The combination of CB-839, a selective inhibitor of glutaminase, and everolimus seems to have disease activity in patients with advanced renal cell carcinoma.
The combination of CB-839, a first-in-class selective inhibitor of glutaminase, and everolimus seems to have disease activity in patients with advanced renal cell carcinoma (RCC), according to the results of a phase I study (abstract ENA-0419) presented at the 28th EORTC-NCI-AACR Symposium on Molecular Targets and Cancer Therapeutics in Munich, Germany.
“To date, tumors in 93% of patients with clear cell and papillary renal cell cancers have had tumor control from the regimen, with a median time without their cancer growing of 8.5 months,” said Funda Meric-Bernstam, MD, of the University of Texas MD Anderson Cancer Center in Houston, in a press release. “For more than half of these patients their time on this treatment has been longer than the time they remained on their prior treatment, which is considered to be a good sign.”

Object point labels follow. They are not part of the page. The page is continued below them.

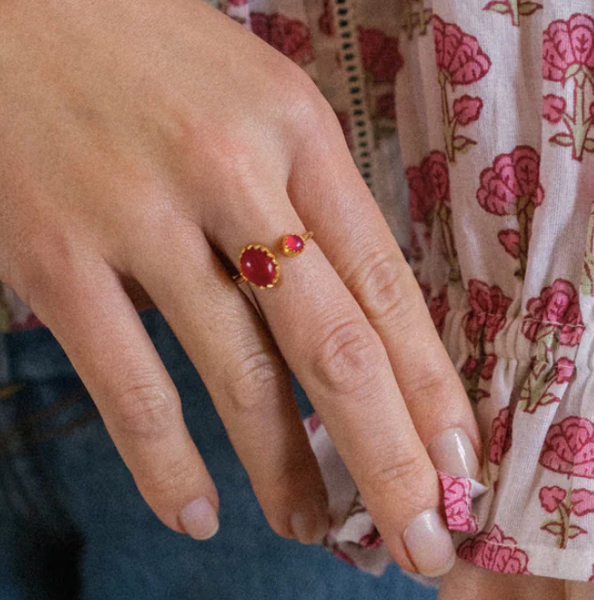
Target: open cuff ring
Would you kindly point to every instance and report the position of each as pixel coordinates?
(259, 266)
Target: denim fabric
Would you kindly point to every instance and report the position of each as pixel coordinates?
(72, 524)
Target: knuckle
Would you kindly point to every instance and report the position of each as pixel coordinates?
(253, 382)
(348, 358)
(146, 410)
(381, 285)
(306, 107)
(395, 477)
(166, 482)
(53, 263)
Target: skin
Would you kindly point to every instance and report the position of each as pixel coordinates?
(141, 141)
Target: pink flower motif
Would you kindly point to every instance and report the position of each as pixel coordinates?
(428, 185)
(458, 54)
(564, 370)
(467, 109)
(501, 436)
(557, 305)
(511, 176)
(438, 309)
(515, 8)
(551, 497)
(487, 314)
(289, 36)
(582, 502)
(569, 448)
(553, 108)
(568, 44)
(493, 550)
(457, 503)
(380, 55)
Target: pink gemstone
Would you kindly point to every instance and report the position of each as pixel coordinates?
(257, 267)
(294, 243)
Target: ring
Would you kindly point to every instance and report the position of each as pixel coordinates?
(259, 266)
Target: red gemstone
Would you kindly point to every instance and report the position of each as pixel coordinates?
(257, 267)
(294, 243)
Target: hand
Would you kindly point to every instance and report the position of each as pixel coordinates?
(139, 140)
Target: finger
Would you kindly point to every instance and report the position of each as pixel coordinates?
(243, 371)
(84, 306)
(361, 247)
(343, 366)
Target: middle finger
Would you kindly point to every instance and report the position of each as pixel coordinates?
(345, 370)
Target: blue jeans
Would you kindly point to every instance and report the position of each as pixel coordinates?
(73, 525)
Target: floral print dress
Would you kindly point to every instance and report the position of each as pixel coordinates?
(472, 122)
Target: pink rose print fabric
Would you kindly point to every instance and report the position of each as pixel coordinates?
(558, 502)
(472, 124)
(513, 8)
(512, 187)
(461, 62)
(568, 58)
(496, 551)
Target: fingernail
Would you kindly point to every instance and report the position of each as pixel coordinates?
(310, 528)
(199, 519)
(429, 544)
(452, 452)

CB-839 targets glutaminase, an enzyme involved in the conversion of glutamine to glutamate, which is an important nutrient for cancer cells. Early preclinical studies of CB-839 showed that the drug had broad monotherapy activity in RCC, a disease where glutaminase is highly expressed.
This study included patients with previously treated advanced or metastatic RCC, including clear cell and papillary RCC. All patients had four or fewer previous lines of therapy, an ECOG performance status of 0 or 1, and RECIST-measurable disease. Prior treatment with mTOR inhibitors or a checkpoint inhibitor was allowed. The median number of prior therapies was two.

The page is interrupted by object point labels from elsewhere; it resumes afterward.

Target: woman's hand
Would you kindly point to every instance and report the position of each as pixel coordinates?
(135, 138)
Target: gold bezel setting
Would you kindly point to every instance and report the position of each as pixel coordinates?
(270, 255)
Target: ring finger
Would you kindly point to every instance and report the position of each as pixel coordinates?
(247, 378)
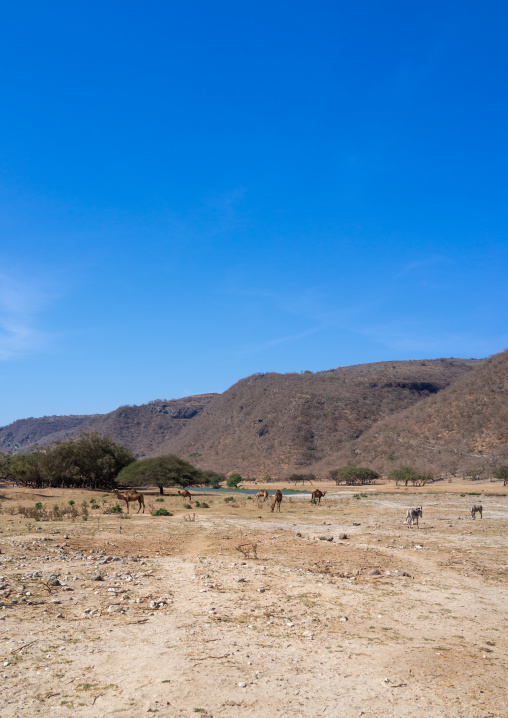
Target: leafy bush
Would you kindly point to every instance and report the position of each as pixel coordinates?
(162, 512)
(234, 480)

The patients were assigned to escalating doses of CB-839 between 400 and 800 mg twice daily combined with a fixed dose of 10-mg everolimus. Disease assessment was performed every 8 weeks.
According to Meric-Bernstam, out of 15 patients with clear cell and papillary RCC who have received the drug combination, 93% had their tumor controlled by the regimen. One patient experienced a partial response, with a 30% decrease in tumor size; an additional 13 patients have stable disease. One patient had progressive disease.
Overall, the combination treatment was well tolerated. The researchers observed only one dose-limiting toxicity, a grade 3 rash that occurred at the 400-mg dose. No grade 4 or 5 adverse events occurred, and any grade 3 events were consistent with late-stage cancer or everolimus toxicity, according to the study abstract.
“These results suggest that CB-839 is a very tolerable drug with significant potential in combination therapy for kidney cancer patients,” Meric-Bernstam concluded.